Scientists have managed to create robots that can reproduce on their own.

A team of researchers announced last year that they were going to create synthetic lifeforms made up of skin cells and heart muscle cells derived from frog embryos.

These creations were called Xenobots, which came from the scientific name for the African clawed frog: Xenopus laevis.

According to the report published in Proceedings of the National Academy of Science, the Xenobots were seen moving, pushing, or carrying objects, which could have real-world applications in cleaning up micro-plastics or in the medical field.

Dr Douglas Blackiston and Dr Sam Kriegman

Co-author Professor Michael Levin explained how it could be the solution to 'traumatic injury, birth defects, cancer, and ageing' if they can fine tune the ability to tell the robots what to do.

But the Xenobots were also seen reproducing, and doing so in a way that scientists hadn't seen before.

"We find that synthetic multicellular assemblies can also replicate kinematically by moving and compressing dissociated cells in their environment into functional self-copies," the study said.

"This form of perpetuation, previously unseen in any organism, arises spontaneously over days rather than evolving over millennia."

Let's pause for a moment and highlight how absolutely bizarre and incredible it is that these scientists have found a new method of reproduction in the semi-natural world.

The study's coauthor, Dr Douglas Blackiston said in a press statement (via IFLScience): "People have thought for quite a long time that we've worked out all the ways that life can reproduce or replicate.

"But this is something that's never been observed before."

Lead author Dr Sam Kriegman added: "These are frog cells replicating in a way that is very different from how frogs do it. No animal or plant known to science replicates in this way."

However, the team noticed the synthetic lifeforms would die after reproducing, which is fairly inefficient considering they can play God and technically make it better.

So, they consulted their trusty artificial intelligence supercomputer and asked it to come up with a design that would ensure it stayed alive after making self-copies.

After a few months and billions of calculations and possible designs, the supercomputer spat out a blueprint that the Xenobots could be made from and it was something similar to Pac-Man.

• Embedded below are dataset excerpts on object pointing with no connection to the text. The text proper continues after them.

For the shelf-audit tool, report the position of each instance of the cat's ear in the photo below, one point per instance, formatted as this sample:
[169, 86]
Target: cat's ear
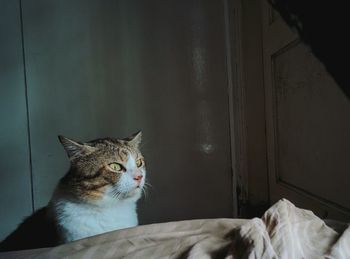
[135, 139]
[75, 149]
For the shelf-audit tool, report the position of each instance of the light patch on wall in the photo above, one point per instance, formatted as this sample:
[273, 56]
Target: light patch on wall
[200, 71]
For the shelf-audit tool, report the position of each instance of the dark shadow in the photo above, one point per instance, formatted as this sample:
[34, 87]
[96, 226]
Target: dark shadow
[323, 25]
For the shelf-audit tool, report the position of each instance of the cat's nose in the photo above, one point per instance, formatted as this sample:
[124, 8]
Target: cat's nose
[138, 178]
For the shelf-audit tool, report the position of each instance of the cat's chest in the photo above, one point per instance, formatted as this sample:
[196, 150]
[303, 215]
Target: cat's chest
[79, 220]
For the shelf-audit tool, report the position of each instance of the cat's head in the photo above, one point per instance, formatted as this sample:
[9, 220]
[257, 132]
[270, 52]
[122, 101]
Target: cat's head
[105, 169]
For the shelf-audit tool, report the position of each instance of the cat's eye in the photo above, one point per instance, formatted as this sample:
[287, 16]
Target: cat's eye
[116, 167]
[139, 162]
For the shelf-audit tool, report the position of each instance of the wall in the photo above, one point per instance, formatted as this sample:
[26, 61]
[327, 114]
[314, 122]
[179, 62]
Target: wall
[89, 69]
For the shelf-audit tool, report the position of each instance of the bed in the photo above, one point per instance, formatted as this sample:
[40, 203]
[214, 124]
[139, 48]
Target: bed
[284, 231]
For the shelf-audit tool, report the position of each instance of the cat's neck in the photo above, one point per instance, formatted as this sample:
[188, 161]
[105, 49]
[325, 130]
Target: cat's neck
[77, 219]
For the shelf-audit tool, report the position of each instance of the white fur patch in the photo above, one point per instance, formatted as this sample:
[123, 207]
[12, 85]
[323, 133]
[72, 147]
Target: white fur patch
[78, 220]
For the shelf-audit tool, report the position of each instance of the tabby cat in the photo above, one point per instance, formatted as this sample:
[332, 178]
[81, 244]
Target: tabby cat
[97, 195]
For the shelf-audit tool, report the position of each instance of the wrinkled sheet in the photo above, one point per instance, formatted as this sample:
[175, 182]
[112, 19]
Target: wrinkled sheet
[284, 231]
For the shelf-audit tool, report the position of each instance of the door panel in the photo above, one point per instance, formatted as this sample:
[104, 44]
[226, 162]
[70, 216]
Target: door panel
[15, 182]
[308, 125]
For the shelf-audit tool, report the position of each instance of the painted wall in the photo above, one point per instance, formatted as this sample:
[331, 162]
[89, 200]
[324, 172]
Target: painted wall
[89, 69]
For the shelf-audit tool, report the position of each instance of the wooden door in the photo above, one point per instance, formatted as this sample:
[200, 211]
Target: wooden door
[307, 124]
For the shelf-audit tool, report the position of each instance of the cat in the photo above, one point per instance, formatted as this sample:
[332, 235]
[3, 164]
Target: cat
[97, 195]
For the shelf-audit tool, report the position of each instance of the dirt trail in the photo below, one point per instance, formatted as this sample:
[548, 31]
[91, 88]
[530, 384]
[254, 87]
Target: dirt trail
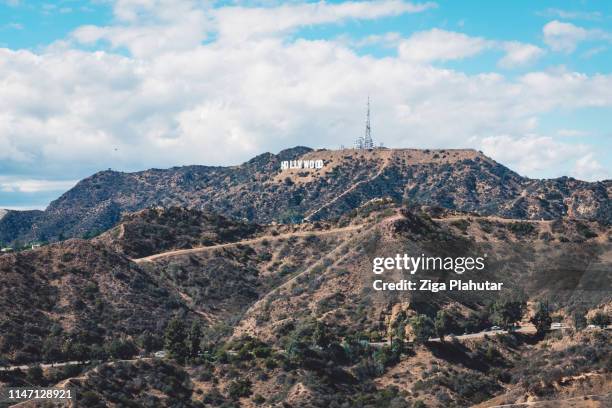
[245, 242]
[352, 188]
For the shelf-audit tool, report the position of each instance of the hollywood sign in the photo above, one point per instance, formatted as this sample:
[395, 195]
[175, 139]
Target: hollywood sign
[301, 164]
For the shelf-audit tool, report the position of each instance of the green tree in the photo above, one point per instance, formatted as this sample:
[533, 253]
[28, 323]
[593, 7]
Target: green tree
[194, 339]
[422, 327]
[121, 349]
[600, 318]
[541, 319]
[507, 312]
[442, 323]
[579, 317]
[321, 336]
[174, 340]
[239, 388]
[35, 375]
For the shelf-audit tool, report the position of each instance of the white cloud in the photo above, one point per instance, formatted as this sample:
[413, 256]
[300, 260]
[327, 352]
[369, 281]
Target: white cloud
[26, 185]
[534, 155]
[240, 23]
[565, 37]
[571, 14]
[588, 168]
[187, 95]
[440, 45]
[519, 54]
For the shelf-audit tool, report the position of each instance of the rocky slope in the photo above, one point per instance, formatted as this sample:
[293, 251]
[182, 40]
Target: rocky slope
[289, 314]
[156, 230]
[73, 298]
[260, 191]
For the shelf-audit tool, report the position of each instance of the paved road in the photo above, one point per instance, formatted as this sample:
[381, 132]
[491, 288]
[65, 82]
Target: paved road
[524, 329]
[245, 242]
[25, 367]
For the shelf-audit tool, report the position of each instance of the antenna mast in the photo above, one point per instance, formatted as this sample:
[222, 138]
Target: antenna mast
[368, 143]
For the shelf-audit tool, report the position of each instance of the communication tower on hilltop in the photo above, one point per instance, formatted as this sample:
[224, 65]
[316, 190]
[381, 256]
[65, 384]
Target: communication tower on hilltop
[365, 141]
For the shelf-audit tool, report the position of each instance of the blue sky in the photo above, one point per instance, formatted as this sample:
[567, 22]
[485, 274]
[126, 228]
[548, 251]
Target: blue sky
[134, 84]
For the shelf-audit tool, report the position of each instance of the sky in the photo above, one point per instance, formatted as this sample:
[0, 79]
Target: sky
[87, 85]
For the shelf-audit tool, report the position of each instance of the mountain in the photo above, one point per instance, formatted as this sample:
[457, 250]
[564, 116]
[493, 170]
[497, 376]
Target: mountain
[259, 284]
[260, 191]
[289, 315]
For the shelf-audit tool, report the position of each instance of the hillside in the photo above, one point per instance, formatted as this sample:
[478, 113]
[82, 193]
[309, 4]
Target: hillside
[74, 298]
[260, 191]
[288, 313]
[156, 230]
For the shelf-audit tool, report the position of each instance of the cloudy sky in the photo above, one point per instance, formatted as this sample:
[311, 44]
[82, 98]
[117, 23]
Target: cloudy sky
[134, 84]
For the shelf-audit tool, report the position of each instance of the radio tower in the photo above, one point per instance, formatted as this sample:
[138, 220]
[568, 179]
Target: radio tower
[365, 141]
[368, 143]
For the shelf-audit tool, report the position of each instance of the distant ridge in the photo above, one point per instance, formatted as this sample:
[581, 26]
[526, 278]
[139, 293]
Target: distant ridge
[259, 191]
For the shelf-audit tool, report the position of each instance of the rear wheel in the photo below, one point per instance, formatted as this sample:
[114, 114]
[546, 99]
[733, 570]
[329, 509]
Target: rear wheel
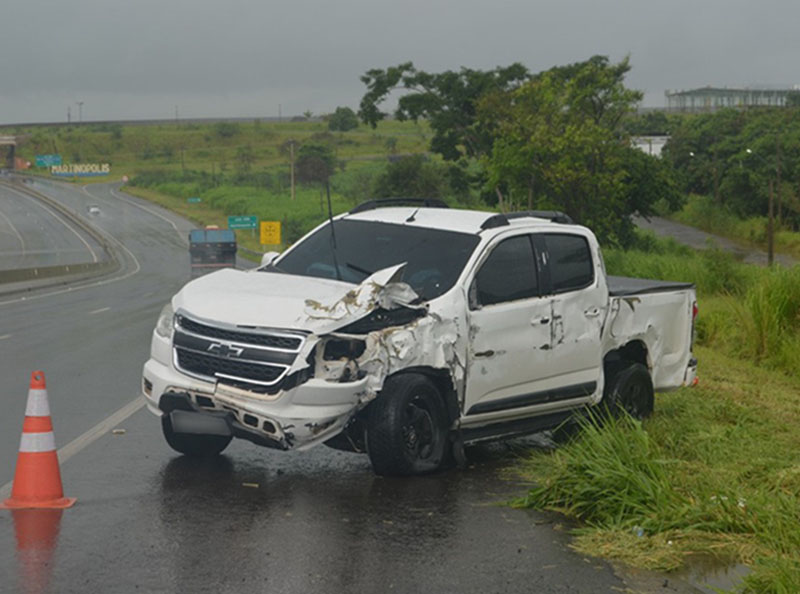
[407, 427]
[192, 444]
[629, 389]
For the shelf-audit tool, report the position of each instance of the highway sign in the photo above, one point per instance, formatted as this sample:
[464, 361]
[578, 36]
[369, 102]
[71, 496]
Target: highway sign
[48, 160]
[243, 222]
[270, 232]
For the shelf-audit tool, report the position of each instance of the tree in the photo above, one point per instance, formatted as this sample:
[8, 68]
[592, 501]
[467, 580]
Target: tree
[245, 157]
[412, 177]
[316, 163]
[343, 119]
[448, 100]
[559, 144]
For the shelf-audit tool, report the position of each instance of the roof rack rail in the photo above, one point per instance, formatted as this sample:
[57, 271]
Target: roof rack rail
[382, 202]
[554, 216]
[500, 220]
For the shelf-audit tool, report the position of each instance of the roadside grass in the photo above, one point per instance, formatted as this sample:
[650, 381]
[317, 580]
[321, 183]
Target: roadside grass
[715, 471]
[701, 212]
[211, 147]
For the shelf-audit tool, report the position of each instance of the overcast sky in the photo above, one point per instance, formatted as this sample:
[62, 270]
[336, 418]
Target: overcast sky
[139, 59]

Dr Kriegman said: "It's very non-intuitive. It looks very simple, but it's not something a human engineer would come up with. We sent the results to Doug and he built these Pac-Man-shaped parent Xenobots.

"Then those parents built children, who built grandchildren, who built great-grandchildren, who built great-great-grandchildren."

The team insist that they have control over the self-replicating biotechnology and they are contained in the lab for now.

They have been vetted by federal, state, and institutional ethics experts.